Legato’s AAAM for EMC’s SRDF combines the functions of the two to protect sites of system resources, data and applications; protects for planned or unplanned downtime; protects for site failure and disaster; and provides automatic or manual site-to-site failover and fail-back.
Legato’s AAM console manages the Symmetrix and CLARiiON SANs over distances of up to 200 kilometres because Nortel’s OPTera Metro 5200 is based on dense wavelength division multiplexing (DWDM) and its bandwidth provides massive scalability, Steinhardt said.
In addition, the customer can tailor the solution to fit their storage and disaster planning needs such as choosing to replicate critical data at a specific disaster recovery location, and sharing data storage tasks between other data centres. The options are also there if a company wants to go to the extreme of saving all the data at each location.
“The permutations and ways you can design it are not insignificant; there are a lot of different ways you could slice it. You could have it where [with] two data centres, each picks up some of the load, or one picks up all of the load, or one picks up a part of the load and another picks up a bigger part of the load. There are multitude of ways you could define this,” Steinhardt explained.
Supported platforms for the solution include Sun Microsystems Inc.’s Solaris, Hewlett-Packard Co.’s HP-UX, Microsoft Corp.’s Windows NT and 2000 and IBM Corp.’s AIX.
Alan Freedman, research manager, infrastructure hardware at IDC Canada Ltd. in Toronto, said the products included in the solution are well-known and well-regarded and are already widely-deployed in the enterprise.
Freedman said business continuity solutions have had a stronger presence in the enterprise since Sept. 11. He explained that customers want a solution that is easy to architect, heterogeneous and easy to install but added that the weak economy has slowed adoption of business continuity solutions.
“There’s been a lot hype surrounding disaster recovery and business continuance and that has translated into a lot of tire-kicking on the customer’s end,” he said. “What I mean by that is going out and evaluating or investigating solutions like that. It hasn’t actually resulted in a tremendous amount of purchasing or installations but we do see some momentum in the market picking up. Once the economy picks up and people are more willing to spend their budgets we should see a rise in these types of solutions.”

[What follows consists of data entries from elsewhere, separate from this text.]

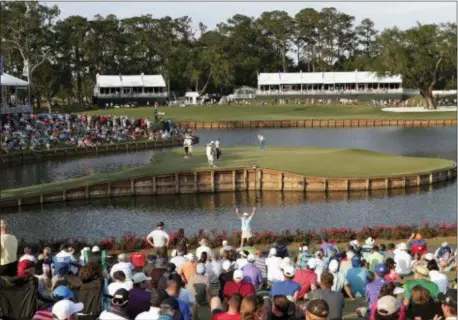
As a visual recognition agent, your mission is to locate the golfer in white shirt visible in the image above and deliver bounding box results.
[146,221,170,260]
[235,208,256,248]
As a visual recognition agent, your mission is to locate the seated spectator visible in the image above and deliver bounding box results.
[223,270,256,300]
[110,253,134,281]
[99,289,131,320]
[52,300,84,320]
[438,289,458,320]
[404,266,439,306]
[305,299,330,320]
[427,260,448,293]
[210,293,243,320]
[407,285,443,319]
[270,266,301,301]
[294,258,318,299]
[344,256,368,300]
[307,271,345,320]
[394,242,412,276]
[108,270,133,296]
[242,253,264,290]
[125,272,151,319]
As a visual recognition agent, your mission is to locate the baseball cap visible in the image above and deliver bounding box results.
[306,299,329,319]
[234,270,243,280]
[196,263,205,274]
[52,300,84,320]
[307,258,317,269]
[283,266,296,278]
[374,263,387,277]
[377,296,401,316]
[328,259,339,272]
[437,289,457,309]
[132,272,151,283]
[52,286,75,301]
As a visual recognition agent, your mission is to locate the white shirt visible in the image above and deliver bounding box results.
[170,256,186,273]
[196,246,213,260]
[135,308,161,320]
[110,262,134,280]
[266,257,283,282]
[108,280,134,296]
[240,216,253,232]
[429,270,448,293]
[393,250,412,276]
[148,229,169,248]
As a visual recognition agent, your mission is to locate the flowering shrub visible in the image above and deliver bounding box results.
[20,222,457,252]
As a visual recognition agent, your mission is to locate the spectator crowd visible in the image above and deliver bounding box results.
[0,114,193,153]
[0,220,457,320]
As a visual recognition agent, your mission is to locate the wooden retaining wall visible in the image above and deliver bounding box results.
[0,165,457,208]
[177,119,457,129]
[0,138,191,162]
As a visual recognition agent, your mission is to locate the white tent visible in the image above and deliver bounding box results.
[0,73,29,87]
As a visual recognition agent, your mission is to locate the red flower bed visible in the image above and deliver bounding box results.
[20,222,457,252]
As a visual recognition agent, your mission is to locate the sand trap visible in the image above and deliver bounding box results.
[382,106,456,112]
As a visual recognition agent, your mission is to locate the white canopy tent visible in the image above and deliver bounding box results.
[0,73,29,87]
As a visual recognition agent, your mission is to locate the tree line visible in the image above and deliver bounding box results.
[0,1,457,107]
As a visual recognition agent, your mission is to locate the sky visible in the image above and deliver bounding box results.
[42,0,457,30]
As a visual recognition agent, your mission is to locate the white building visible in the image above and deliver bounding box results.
[256,70,402,96]
[94,73,168,106]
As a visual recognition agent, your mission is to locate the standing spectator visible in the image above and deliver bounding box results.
[385,243,396,260]
[223,270,256,300]
[294,258,318,299]
[394,242,412,276]
[404,266,439,306]
[146,221,170,260]
[407,285,443,320]
[427,260,448,293]
[307,271,345,320]
[110,253,134,280]
[0,220,18,277]
[126,272,151,319]
[235,207,256,249]
[438,289,457,320]
[270,266,301,301]
[344,256,368,300]
[242,254,263,290]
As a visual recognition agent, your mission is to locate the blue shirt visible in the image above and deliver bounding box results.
[345,268,367,298]
[270,280,301,297]
[242,263,263,289]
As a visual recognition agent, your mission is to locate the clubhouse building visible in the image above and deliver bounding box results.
[93,73,168,108]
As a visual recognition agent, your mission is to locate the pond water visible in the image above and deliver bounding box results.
[0,127,457,241]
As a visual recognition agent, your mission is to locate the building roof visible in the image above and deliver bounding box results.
[258,71,402,85]
[96,74,165,88]
[0,73,29,87]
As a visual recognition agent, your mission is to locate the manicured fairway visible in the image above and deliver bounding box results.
[1,147,454,198]
[84,105,457,121]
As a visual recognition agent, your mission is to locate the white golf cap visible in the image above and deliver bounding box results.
[132,272,151,283]
[283,266,296,277]
[234,270,243,280]
[52,300,84,320]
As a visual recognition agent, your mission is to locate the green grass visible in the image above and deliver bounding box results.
[1,147,454,198]
[84,105,457,122]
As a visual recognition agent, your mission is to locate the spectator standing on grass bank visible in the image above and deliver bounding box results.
[235,207,256,248]
[0,220,18,277]
[146,221,170,260]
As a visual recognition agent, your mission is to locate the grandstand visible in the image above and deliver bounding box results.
[93,73,168,108]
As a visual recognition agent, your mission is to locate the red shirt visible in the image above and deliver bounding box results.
[223,281,256,299]
[293,269,318,299]
[212,312,240,320]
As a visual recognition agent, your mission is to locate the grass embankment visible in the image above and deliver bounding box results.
[84,105,457,122]
[1,147,454,198]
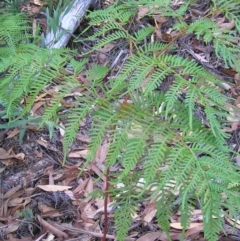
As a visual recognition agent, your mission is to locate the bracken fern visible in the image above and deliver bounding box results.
[0,0,240,241]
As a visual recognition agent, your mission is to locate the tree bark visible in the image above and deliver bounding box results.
[45,0,93,48]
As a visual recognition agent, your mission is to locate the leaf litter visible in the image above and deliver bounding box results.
[0,1,240,241]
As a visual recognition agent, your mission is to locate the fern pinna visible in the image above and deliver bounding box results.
[0,0,240,241]
[80,0,240,241]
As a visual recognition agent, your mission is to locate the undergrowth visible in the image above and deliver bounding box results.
[0,0,240,241]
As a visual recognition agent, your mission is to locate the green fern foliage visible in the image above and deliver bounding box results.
[0,0,240,241]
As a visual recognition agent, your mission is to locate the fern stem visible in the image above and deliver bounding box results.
[101,167,109,241]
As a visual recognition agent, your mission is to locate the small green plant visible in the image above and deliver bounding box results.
[0,0,240,241]
[4,0,22,13]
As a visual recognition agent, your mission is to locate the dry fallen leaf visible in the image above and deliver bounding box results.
[37,185,72,192]
[136,232,162,241]
[68,150,88,159]
[6,128,20,139]
[170,223,202,230]
[37,215,68,239]
[99,43,115,53]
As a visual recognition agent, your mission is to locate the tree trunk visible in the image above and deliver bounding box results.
[45,0,93,48]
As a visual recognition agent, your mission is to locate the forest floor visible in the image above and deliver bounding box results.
[0,1,240,241]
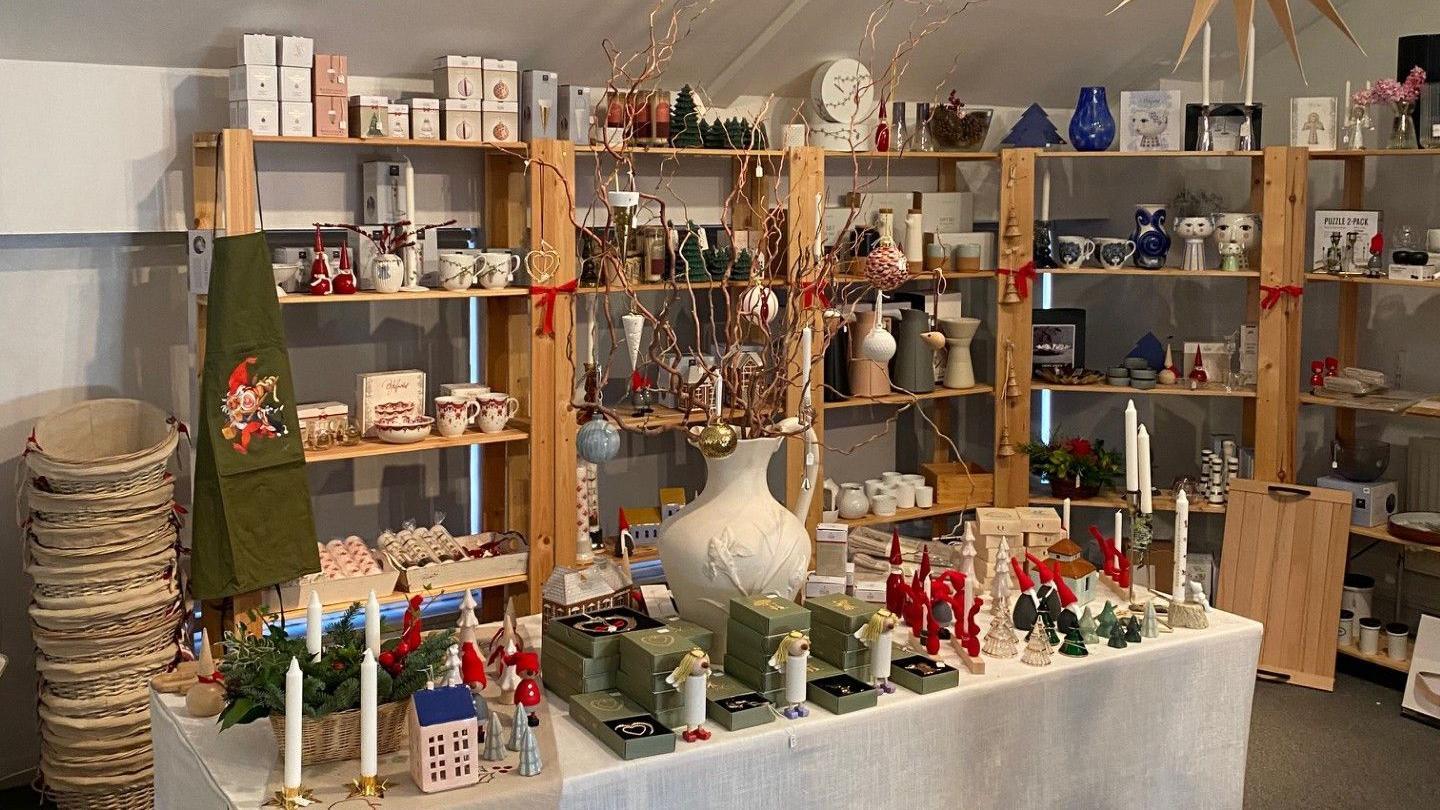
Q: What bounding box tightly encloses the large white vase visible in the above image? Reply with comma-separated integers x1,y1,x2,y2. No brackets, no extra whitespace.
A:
658,418,818,660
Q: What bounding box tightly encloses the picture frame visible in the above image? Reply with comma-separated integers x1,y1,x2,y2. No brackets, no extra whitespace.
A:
1290,95,1339,151
1119,89,1185,151
1030,308,1086,370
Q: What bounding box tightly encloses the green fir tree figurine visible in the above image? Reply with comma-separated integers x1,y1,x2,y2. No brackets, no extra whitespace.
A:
670,85,706,148
1060,627,1090,659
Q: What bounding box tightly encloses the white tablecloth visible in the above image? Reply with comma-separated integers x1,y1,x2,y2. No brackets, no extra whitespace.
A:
154,593,1260,810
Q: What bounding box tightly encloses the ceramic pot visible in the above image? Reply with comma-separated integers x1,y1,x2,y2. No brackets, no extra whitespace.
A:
1070,86,1115,151
658,418,817,660
1130,205,1171,270
835,484,870,520
940,319,981,388
890,310,935,393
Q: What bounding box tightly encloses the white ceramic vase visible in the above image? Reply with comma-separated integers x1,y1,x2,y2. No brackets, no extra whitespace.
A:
658,418,818,660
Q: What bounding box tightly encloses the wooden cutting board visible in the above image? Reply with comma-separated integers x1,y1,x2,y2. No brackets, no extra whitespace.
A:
1215,480,1351,692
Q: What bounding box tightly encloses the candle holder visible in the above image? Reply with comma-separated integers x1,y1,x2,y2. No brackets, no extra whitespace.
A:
346,774,390,798
269,785,317,810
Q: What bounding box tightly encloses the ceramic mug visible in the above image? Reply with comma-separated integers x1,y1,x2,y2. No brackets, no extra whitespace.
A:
475,391,520,434
1056,236,1094,270
441,254,480,290
435,396,480,437
1094,236,1135,270
477,251,520,290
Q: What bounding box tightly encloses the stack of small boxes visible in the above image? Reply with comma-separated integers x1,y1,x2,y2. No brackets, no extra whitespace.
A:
616,618,714,728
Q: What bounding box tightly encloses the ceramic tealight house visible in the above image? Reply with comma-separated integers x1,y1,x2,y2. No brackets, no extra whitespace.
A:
1048,538,1100,610
409,686,480,793
540,556,629,627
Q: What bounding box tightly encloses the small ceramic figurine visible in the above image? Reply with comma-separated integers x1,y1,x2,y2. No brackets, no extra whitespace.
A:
769,630,809,721
855,608,897,695
665,647,710,742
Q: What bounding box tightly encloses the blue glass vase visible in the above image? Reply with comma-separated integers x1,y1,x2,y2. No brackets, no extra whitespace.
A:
1070,86,1115,151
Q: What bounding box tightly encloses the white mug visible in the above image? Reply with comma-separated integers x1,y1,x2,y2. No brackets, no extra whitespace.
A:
441,254,480,290
475,251,520,290
435,396,480,437
475,391,520,434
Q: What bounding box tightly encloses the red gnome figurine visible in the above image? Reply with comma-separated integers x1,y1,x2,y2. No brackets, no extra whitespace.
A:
505,653,540,726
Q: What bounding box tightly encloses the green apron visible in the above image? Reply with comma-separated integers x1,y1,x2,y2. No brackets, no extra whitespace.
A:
190,232,320,600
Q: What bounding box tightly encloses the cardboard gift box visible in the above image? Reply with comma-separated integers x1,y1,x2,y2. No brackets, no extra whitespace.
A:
805,672,878,715
567,690,675,760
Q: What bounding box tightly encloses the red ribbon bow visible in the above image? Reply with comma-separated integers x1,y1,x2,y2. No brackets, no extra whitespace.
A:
530,278,579,337
1260,284,1305,310
995,261,1035,301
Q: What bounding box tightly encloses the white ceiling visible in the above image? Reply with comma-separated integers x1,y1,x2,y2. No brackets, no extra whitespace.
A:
0,0,1345,105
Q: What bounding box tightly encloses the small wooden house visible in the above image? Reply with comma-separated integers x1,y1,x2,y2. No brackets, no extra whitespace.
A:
408,686,480,793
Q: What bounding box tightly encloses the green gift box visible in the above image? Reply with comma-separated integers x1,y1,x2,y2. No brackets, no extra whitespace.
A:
890,645,960,695
805,673,877,715
706,673,775,731
726,594,809,634
805,594,880,636
569,690,675,760
541,607,661,659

In addition, EMC said the Storage Network Industry Association (SNIA) announced that its Storage Management Initiative Specification (SMI-S) has reached draft level. These are guidelines for industry software- and gear-makers to follow to make their products interoperable. EMC is a member of SNIA and Steinhardt said SMI-S v1.0 should be finalized by mid-2003. He also said EMC would start building these specifications into its products with the first ones being rolled out in the second half of this year.